La pratique du sport a commencé évidemment par le foot à l'U.S. Pégomas. J'ai joué quelques mercredis parce que l'entraineur m'avait mis à l’égal des benjamins alors que je n'étais qu'un débutant et ça m'avait un peu dégoûté. Ils étaient beaucoup plus grands que moi. Je me rappelle que ma maman m'avait acheté l'équipement complet (chaussettes, crampons, short, maillot). D’ailleurs j'ai gardé plusieurs années le short de foot, celui qui portait l’échancrure bleue et tu sais ça faisait penser un peu à du velours.

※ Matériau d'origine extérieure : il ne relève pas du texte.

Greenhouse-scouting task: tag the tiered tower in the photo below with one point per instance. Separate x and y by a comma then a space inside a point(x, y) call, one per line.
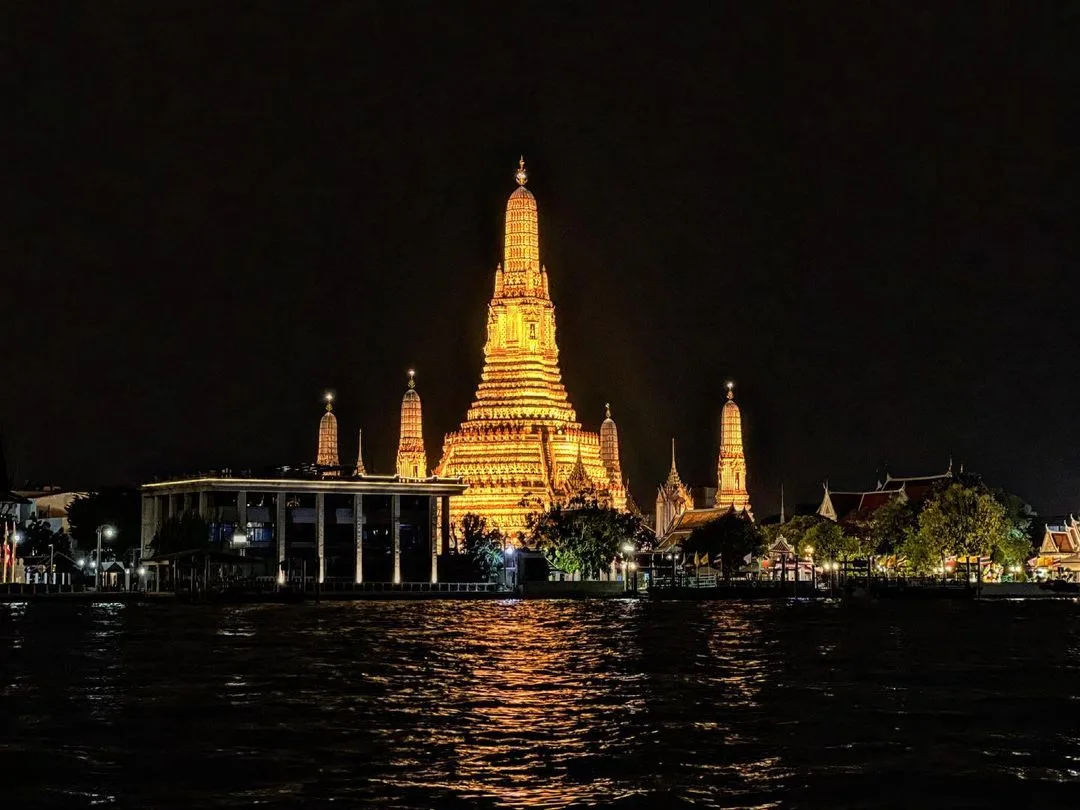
point(731, 467)
point(412, 459)
point(327, 455)
point(521, 441)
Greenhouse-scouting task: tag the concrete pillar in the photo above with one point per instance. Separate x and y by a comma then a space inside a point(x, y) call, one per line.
point(320, 536)
point(358, 522)
point(433, 536)
point(395, 511)
point(242, 512)
point(279, 530)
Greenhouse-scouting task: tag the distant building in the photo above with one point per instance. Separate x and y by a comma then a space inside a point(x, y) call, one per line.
point(854, 505)
point(680, 510)
point(49, 504)
point(1060, 553)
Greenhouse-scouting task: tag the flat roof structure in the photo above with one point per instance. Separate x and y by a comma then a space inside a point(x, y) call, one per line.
point(314, 524)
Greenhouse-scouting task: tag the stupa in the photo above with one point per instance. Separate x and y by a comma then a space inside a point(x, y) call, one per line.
point(521, 446)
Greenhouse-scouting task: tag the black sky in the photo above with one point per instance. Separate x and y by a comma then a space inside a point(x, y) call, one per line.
point(863, 213)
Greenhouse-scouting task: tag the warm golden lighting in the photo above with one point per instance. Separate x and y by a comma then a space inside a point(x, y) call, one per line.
point(327, 455)
point(412, 459)
point(521, 446)
point(731, 466)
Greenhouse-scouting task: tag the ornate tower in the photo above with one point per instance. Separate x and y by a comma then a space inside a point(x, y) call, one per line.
point(673, 499)
point(609, 446)
point(731, 467)
point(327, 437)
point(412, 460)
point(360, 454)
point(521, 440)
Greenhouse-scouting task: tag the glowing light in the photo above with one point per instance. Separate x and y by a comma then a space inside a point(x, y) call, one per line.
point(521, 441)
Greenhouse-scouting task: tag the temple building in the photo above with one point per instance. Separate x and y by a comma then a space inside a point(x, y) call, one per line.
point(412, 459)
point(673, 499)
point(679, 511)
point(859, 505)
point(521, 446)
point(731, 466)
point(327, 455)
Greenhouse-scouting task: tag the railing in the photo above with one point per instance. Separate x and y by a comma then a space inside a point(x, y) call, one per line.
point(333, 586)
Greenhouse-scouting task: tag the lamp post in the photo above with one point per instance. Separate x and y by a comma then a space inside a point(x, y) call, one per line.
point(16, 538)
point(511, 570)
point(109, 532)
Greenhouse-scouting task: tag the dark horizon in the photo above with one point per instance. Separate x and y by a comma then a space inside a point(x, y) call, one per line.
point(863, 216)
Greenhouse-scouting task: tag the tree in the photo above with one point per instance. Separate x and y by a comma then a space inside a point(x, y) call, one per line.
point(891, 525)
point(484, 547)
point(38, 536)
point(961, 520)
point(732, 538)
point(583, 537)
point(117, 507)
point(187, 531)
point(1017, 547)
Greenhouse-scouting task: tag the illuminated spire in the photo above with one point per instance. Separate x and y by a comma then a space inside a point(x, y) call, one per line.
point(327, 455)
point(521, 246)
point(609, 445)
point(731, 466)
point(360, 454)
point(412, 460)
point(673, 478)
point(521, 439)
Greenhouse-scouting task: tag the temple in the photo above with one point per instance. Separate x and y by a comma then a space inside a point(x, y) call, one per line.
point(679, 512)
point(412, 459)
point(521, 446)
point(327, 455)
point(673, 499)
point(731, 466)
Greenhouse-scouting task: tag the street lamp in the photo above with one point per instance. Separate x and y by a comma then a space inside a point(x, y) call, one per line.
point(240, 540)
point(108, 531)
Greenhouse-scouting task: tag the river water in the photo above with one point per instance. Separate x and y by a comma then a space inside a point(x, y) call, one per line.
point(540, 704)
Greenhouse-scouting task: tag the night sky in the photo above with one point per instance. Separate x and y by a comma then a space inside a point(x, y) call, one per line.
point(864, 214)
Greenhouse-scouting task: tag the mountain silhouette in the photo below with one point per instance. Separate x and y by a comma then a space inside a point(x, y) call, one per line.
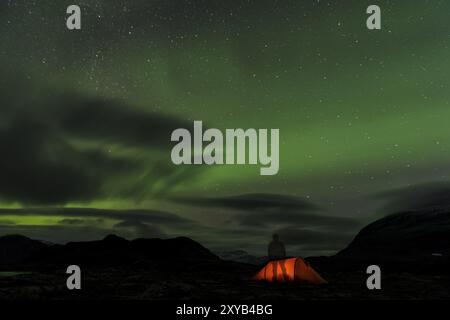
point(110, 251)
point(418, 234)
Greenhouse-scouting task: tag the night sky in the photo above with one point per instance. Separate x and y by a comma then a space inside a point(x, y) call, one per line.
point(86, 118)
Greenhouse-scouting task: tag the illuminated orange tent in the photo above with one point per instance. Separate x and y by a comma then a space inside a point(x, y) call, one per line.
point(293, 269)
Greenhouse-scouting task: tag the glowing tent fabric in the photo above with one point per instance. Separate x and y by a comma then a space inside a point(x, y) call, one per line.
point(292, 269)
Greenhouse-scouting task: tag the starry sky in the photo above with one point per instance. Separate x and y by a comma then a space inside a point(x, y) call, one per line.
point(86, 118)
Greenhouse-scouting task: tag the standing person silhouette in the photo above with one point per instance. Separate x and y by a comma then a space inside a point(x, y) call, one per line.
point(276, 253)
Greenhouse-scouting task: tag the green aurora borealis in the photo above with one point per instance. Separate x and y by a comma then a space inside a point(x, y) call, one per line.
point(360, 112)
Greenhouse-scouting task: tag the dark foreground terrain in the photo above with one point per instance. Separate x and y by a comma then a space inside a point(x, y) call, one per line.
point(412, 249)
point(222, 285)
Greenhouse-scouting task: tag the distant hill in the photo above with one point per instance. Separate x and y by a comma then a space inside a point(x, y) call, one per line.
point(110, 251)
point(420, 236)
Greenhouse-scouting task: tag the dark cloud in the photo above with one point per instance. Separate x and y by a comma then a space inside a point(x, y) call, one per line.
point(80, 224)
point(270, 210)
point(112, 121)
point(313, 239)
point(433, 194)
point(54, 150)
point(142, 215)
point(140, 229)
point(255, 201)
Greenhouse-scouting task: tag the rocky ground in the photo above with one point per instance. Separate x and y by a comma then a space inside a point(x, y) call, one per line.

Ce n'est pas très loin du domicile où Zinedine Zidane a vécu dans sa famille d'accueil lorsqu’il a joué sous les couleurs de l'AS Cannes. Depuis il y a un square qui porte son nom. D'ailleurs il est venu le jour de l'inauguration, mais à cette époque j'habitais à la Garde à coté de Toulon.
Déjà tout jeune, j'étais dans le milieu du sport. Papa qui a beaucoup fait de courses à pieds, vélo, randonnées...il a participé deux fois au championnat de France de Cross-Country et a remporté les départementaux quelques années plus tard dans la catégorie vétéran. Ex-recordman par équipe du 4x400 mètres de son club le GAC. Il a eu des ennuis au talon d'Achille, c'est en partie à cause de cela qu'il s'est mis à faire du vélo, pédaler c'est moins traumatisant.
Mon oncle, également très sportif, pratiquant le trail à l’égal du coureur à pied Kílian Jornet. Il a déjà participé à plusieurs courses en montagne. Un des plus marquants pour lui reste le Cro-Magnon, une épreuve de cent km courue dans les Alpes et une arrivée à Monte Carlo. Il a mis 13 heures et 50 minutes, et ma tante 27 heures fada. C’est la fille de Pierrot et Madeleine, eux aussi habitués aux efforts prolongés (cyclisme en tandem ou en solo, randonnées en montagne…)
Désormais ma vie, ne sera plus identique à celle des autres jeunes gamins. Ma vie c’est moi qui vais la peindre, alors je vais y mettre le feu en ajoutant plein de couleurs.